US Stock Market Weekly Update March 23- March 27, 2020

US stocks had a rebound this week, and all major US stock indexes closed higher. But it could still be too early to call this the bottom for the US stock market. Could it be that the stock market has already discounted all the negative implications of the coronavirus outbreak, and it reacts positively to any negative financial news? Like the record weekly US initial jobs claims surpassing the reading of 3 million posted this week. I am not so sure about that.

United States Initial Jobless Claims

“The number of Americans filling for unemployment benefits jumped to 3.28 million in the week ended March 21st, the highest since the series began in 1967 and well above expectations of 1 million. The accommodation and food services sector was the hardest hit, while the health care & social assistance, arts, entertainment & recreation, transportation & warehousing, and manufacturing industries also saw an increase in unemployment. According to unadjusted data, the biggest rises were seen in Pennsylvania (+378,908), Ohio (+187,784) and California (+186,809). The 4-week moving average, which removes week-to-week volatility, also jumped to a record high of 1 million while continuing jobless claims increased to 1.8 million, above consensus of 1.71 million. The report was quite expected by markets as it provides one of the first clues on the economic impact of the coronavirus when near 1 in 3 Americans are in lockdown and many non-essential businesses were forced to close.”

Source: Trading Economics

We should wait for the next few weeks to analyze better this extreme negative figure for the US weekly jobless claims. If the next few readings are at these high levels, there should be a significant downward revision for the US GDP growth, and this could harm the stocks and their valuations. Still, the investors and traders have shown a risk-on sentiment buying stocks at very low levels. Boeing (BA) stock was one of the stocks that performed well this week with weekly gains of +70%.

The progress on fiscal stimulus, estimated at $2 trillion, and the extra measures by the Fed to support the economy were the main reasons for this stock market rally.

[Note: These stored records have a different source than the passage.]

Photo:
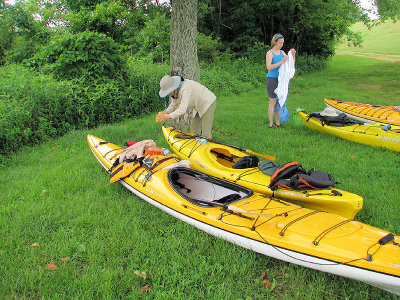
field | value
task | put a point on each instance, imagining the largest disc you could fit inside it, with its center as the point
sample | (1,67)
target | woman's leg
(278,117)
(195,124)
(271,111)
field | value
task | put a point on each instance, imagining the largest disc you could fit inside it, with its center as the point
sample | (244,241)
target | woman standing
(184,94)
(274,59)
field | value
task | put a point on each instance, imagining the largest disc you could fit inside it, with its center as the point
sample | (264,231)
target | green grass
(380,39)
(57,195)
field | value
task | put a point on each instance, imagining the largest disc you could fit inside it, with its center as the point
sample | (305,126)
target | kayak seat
(246,162)
(228,198)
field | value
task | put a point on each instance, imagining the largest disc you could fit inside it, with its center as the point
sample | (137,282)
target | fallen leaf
(52,266)
(140,274)
(145,288)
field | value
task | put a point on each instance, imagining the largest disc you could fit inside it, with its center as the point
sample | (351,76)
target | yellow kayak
(218,159)
(387,114)
(279,229)
(374,134)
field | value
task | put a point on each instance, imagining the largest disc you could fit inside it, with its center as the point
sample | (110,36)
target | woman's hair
(274,38)
(177,74)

For the week of March 23– March 127, 2020 the major US stock market indexes closed as follows on Friday, March 27, 2020:

• Dow Jones Industrial Average: Close 21636.78, +12.84% for the week, -24.18% Year-to-date (DIA)

• S&P 500 Index: Close 2541.47, +10.26% for the week, -21.34% Year-to-date (SPX)

• NASDAQ: Close 7502.38, +9.05% for the week, - 16.39%, Year-to-date (QQQ)

• Russell 2000: Close 1131.99, +11.65% for the week, -32.15% Year-to-date (IWM)

Weekly Stocks Gainers

These are the top 3 gainers, stocks with 5 days of consecutive price advances:

1. Summit Hotel Pptys Inc (INN-PE) Close 13.44, 5-day change +154.93%

2. Tilray Inc (TLRY), Close 9.10, 5-day change +149.32%

3. Tsakos Energy Navigation Ltd (TNP), Close 3.20, 5-day change +83.91%

Weekly Stocks Losers

These are the top 3 losers, stocks with 5 days of consecutive price declines:

1. Advansix Inc (ASIX), Close 8.94, 5-day change -30.59%

2. Centogene N.V. (CNTG), Close 15.98, 5-day change -24.09%

3. Owens & Minor (OMI), Close 5.51, 5-day change -6.77%

Economic events for the week March 30- April 3, 2020:

Important economic data for this week will be the consumer confidence index, the ISM employment, and ISM manufacturing figures, and the March jobs report with the release of the non-farm payrolls, and the monthly unemployment rate. We should expect an outlier number for the unemployment rate and the non-farm payrolls, but what matters is the trend analysis of these figures, which we will find out in the next few months.

Stock market commentary

Sustained increased volatility in the financial markets continues to have high probabilities being a dominant theme until we have more clear news about the coronavirus developments. The bond yields are still at low levels, and this hesitation suggests investors are still reluctant to the most recent stock market bounce off its lows. Awaiting the earnings season in April, which should provide plenty of information to evaluate the negative effects of the coronavirus crisis on stocks and the economy.